A legítima saltenha boliviana

No lugar em que eu trabalho existe uma pessoa que pode se considerar a mais estável entre todos os funcionários. Não, ela não é uma servidora concursada há décadas, muito menos uma indicação política com costas quentes. Nem sequer servidora ela é. Ela é, isso sim, uma vendedora de salgados. Quando a fome bate de tarde ela está lá. No dia em que ela não pode ir, uma tensão ronda o ar e se por algum motivo ela fosse proibida de vender seus salgados por ali, não duvido de uma greve e quiçá uma guerra civil.

Houve, no entanto, uma oportunidade em que essa estabilidade esteve ameaçada. Surgiu, alguns metros adiante, próximo a sombra de umas árvores, outro vendedor de salgados. Temos que admitir que seus salgados eram mais saborosos. Quem ia até ele voltava relatando coxinhas e risoles maravilhosos, um pão italiano de farto recheio, um pastel divino. Havia ainda outro trunfo: ele alegava vender a verdadeira saltenha boliviana.
Cada saltenha guarda em si o mistério da originalidade. Parecem todas iguais, mas, apenas uma delas ou nenhuma delas será a verdadeira saltenha boliviana.

Não sei se o Brasil inteiro conhece a saltenha ou se ela é uma iguaria restrita ao centro-oeste brasileiro. A Wikipédia a descreve como uma espécie de pastel, mas eu nunca observei essa semelhança. São citadas várias possibilidades de recheio, mas aquela que eu considero tradicional mesmo é a de frango.

Criança inocente que fui, sempre acreditei que todas as saltenhas eram iguais e que eram daquele jeito. Engano meu. O salgado é originário da Bolívia e é aí que reside a polêmica. Quem já esteve no país andino e provou a saltenha boliviana, não tem dúvidas de afirmar que a que é vendida no Brasil é uma mera réplica da que é vendida por lá. Que não chega aos pés da original.

Vender verdadeiras saltenhas bolivianas é um marketing danado por aqui. Conheço inúmeros vendedores de salgado que afirmam que as suas saltenhas são realmente originais. E os conhecedores das originais, quando as provam, refutam a hipótese.
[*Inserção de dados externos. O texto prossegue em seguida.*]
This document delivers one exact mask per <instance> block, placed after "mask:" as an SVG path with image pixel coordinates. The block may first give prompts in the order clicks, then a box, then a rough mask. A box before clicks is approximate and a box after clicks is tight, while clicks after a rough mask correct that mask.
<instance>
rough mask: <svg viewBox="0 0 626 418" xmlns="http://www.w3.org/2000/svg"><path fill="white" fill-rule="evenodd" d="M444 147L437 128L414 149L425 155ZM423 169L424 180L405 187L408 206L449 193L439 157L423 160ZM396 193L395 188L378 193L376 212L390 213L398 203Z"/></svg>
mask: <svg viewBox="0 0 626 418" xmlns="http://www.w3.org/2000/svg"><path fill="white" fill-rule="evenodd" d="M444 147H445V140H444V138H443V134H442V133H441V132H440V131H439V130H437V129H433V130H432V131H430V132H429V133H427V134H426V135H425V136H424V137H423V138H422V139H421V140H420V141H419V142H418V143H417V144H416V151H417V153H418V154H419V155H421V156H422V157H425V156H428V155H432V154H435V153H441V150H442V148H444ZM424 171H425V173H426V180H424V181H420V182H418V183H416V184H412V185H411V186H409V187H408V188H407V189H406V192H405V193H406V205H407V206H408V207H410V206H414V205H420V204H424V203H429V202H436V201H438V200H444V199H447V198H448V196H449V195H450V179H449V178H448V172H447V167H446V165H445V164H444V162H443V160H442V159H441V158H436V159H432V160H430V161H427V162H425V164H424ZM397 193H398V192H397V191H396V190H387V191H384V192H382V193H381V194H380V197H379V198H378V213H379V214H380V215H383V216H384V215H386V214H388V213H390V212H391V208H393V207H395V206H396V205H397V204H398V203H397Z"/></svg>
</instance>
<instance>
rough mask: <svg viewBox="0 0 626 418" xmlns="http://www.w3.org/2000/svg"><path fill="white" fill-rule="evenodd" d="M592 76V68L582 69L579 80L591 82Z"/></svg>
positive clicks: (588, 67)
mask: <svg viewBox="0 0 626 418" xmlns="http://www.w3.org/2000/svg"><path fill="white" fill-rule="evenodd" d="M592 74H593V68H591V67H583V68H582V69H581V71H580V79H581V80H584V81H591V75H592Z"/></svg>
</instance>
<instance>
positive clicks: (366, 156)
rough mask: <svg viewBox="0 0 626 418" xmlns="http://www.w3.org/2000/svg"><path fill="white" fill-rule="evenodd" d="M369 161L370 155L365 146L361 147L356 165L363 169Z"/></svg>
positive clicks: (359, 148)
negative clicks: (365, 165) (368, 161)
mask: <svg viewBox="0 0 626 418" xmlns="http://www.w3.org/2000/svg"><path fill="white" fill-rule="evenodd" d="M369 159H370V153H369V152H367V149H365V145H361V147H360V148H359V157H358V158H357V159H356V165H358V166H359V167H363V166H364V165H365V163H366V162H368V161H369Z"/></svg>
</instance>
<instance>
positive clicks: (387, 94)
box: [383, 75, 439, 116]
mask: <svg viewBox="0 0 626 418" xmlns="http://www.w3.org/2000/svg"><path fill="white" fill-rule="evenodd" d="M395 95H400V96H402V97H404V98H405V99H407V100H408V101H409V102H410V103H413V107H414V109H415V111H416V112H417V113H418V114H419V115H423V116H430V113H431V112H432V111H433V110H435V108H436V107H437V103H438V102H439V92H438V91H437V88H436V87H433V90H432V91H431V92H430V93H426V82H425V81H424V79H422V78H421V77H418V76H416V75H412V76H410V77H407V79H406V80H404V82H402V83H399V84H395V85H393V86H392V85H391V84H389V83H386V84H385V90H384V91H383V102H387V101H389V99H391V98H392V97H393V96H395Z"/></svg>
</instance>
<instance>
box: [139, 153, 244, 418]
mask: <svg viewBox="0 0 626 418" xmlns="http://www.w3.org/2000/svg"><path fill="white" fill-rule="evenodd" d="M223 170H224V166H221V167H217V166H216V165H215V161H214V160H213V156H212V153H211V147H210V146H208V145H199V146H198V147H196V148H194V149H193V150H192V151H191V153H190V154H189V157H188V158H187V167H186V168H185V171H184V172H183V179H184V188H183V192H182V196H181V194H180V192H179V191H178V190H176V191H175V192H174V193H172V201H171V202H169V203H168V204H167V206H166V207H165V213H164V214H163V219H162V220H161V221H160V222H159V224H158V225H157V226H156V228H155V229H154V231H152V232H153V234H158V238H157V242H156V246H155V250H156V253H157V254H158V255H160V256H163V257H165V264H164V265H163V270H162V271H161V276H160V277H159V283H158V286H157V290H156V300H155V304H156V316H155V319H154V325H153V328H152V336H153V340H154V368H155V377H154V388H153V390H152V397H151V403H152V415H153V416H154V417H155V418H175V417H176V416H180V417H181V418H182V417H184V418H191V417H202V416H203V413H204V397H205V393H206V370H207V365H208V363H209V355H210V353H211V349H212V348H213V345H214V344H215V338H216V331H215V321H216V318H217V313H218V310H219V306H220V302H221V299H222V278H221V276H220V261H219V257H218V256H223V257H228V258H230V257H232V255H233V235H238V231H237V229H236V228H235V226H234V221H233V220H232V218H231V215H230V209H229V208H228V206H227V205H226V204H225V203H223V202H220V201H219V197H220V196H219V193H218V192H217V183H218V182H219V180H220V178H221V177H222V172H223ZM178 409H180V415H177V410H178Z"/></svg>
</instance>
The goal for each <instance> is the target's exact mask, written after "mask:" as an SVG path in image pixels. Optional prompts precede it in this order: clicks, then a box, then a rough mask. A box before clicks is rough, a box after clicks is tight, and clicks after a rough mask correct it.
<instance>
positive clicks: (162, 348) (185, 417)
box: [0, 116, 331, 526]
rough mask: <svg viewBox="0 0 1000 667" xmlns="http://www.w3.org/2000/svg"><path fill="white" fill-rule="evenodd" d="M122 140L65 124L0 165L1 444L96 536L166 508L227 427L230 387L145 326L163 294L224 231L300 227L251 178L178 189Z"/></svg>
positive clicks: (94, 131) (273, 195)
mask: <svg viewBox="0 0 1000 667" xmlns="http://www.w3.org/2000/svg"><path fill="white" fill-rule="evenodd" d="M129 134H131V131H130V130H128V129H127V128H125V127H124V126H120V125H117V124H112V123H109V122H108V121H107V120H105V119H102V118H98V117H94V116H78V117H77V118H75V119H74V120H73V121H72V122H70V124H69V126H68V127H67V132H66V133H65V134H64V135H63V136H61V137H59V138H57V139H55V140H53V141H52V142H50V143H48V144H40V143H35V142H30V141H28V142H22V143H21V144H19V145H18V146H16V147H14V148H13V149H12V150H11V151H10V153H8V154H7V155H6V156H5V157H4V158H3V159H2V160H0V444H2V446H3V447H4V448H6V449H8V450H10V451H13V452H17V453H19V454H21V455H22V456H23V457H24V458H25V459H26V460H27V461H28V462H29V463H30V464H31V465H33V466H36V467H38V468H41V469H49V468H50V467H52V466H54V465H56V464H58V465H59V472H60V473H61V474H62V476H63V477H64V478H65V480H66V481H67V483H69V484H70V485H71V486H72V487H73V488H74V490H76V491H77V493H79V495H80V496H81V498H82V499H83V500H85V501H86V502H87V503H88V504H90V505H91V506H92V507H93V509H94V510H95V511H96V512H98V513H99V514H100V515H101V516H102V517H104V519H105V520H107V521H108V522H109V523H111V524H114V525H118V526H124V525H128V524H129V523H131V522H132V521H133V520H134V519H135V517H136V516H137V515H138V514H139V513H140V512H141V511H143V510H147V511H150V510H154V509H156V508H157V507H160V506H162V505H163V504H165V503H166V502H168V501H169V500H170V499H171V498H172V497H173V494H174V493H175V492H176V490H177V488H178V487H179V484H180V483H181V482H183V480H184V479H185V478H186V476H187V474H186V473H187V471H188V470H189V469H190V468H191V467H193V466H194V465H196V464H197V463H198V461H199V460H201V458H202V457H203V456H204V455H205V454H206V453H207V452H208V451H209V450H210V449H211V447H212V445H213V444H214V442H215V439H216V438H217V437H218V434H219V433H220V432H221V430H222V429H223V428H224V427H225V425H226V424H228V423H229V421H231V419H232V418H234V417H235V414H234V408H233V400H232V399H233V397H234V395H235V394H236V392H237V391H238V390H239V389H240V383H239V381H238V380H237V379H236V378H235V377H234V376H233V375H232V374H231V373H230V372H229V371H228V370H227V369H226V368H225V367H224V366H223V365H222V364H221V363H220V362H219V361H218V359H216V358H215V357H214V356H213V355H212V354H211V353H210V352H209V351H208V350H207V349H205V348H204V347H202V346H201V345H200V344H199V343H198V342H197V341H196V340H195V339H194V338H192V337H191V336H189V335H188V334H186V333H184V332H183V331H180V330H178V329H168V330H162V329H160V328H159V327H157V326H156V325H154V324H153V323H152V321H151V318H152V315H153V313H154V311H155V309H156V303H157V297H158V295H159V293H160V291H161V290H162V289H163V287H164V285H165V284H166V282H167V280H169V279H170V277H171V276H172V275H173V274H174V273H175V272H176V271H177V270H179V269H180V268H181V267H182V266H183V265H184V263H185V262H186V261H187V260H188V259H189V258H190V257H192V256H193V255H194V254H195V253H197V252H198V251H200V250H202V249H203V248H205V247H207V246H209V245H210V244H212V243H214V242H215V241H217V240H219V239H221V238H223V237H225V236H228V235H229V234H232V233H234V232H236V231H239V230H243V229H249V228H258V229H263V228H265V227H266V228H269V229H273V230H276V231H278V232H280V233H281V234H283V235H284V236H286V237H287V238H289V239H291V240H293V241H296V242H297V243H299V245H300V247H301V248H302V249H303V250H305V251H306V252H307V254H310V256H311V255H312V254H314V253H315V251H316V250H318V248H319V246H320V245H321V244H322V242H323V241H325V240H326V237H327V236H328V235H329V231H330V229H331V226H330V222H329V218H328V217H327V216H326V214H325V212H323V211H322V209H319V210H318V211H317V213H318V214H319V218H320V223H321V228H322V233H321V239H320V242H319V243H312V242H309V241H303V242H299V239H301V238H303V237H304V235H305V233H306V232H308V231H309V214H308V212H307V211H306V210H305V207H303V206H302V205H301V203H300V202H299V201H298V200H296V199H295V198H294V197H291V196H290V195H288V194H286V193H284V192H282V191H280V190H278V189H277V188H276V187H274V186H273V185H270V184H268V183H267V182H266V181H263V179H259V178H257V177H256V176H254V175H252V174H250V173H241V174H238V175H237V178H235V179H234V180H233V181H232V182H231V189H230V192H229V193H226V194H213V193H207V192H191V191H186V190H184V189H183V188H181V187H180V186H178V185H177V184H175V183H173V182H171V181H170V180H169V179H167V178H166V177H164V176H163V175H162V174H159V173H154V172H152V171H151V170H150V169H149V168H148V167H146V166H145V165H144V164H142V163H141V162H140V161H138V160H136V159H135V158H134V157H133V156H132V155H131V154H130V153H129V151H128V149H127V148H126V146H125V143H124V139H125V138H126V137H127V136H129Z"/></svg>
Sim, temos diversos degustadores de saltenha por aqui.

Esses gourmets de salgado geralmente alegam que o cozinheiro não acertou no gosto da massa, que exige uma preparação toda especial. Quando a massa está perfeita, o problema passa a estar no recheio, que não é seco, mas não chega a ser exatamente molhado. Quando o recheio está certo, o problema é o tamanho. Enfim, produzir uma verdadeira saltenha boliviana é um desafio que beira o impossível e a mim me resta apenas imaginar seu sabor.

Curioso mesmo é tentar entender porque essa disputa sobre originalidade recai apenas sobre a saltenha. Veja as esfirras vendidas em qualquer barraquinha de rua que a qualquer momento será gourmetizada em um truck food. Duvido muito que elas sejam iguais as que são vendidas em mercados públicos do Líbano. No entanto, nunca vi nenhum vendedor dizer que o que ele vende é a verdadeira esfirra libanesa.

No caso da comida italiana, já existe até um consenso de que as pizzas, lasanhas, capeletes e afins que comemos por aqui não são idênticos aos originais. Aliás, já até sabemos que nós aperfeiçoamos as milenares receitas. Brasileiros que vão até a Itália se frustram ao comer pizzas sem recheio, lasanhas finas e capeletes aguados. Assim sendo, só mesmo a Seara para querer vender a verdadeira lasanha italiana.

De cabeça, só me lembro de outra iguaria gastronômica que provoca disputa por origem e tradição. Falo do requeijão. Todo e qualquer requeijão vendido no supermercado tem em seu rótulo a palavra “tradicional”. Não importa se é um requeijão que você mal consegue pegar com a faca porque ele escorre ou se é um que necessita maçarico e motosserra para ser espalhado no pão. Todos são tradicionais.

Mas nunca ouvi falar de uma disputa pelo verdadeiro churrasco grego, ou pela legítima buchada de bode. Nada chega perto do mistério da verdadeira saltenha.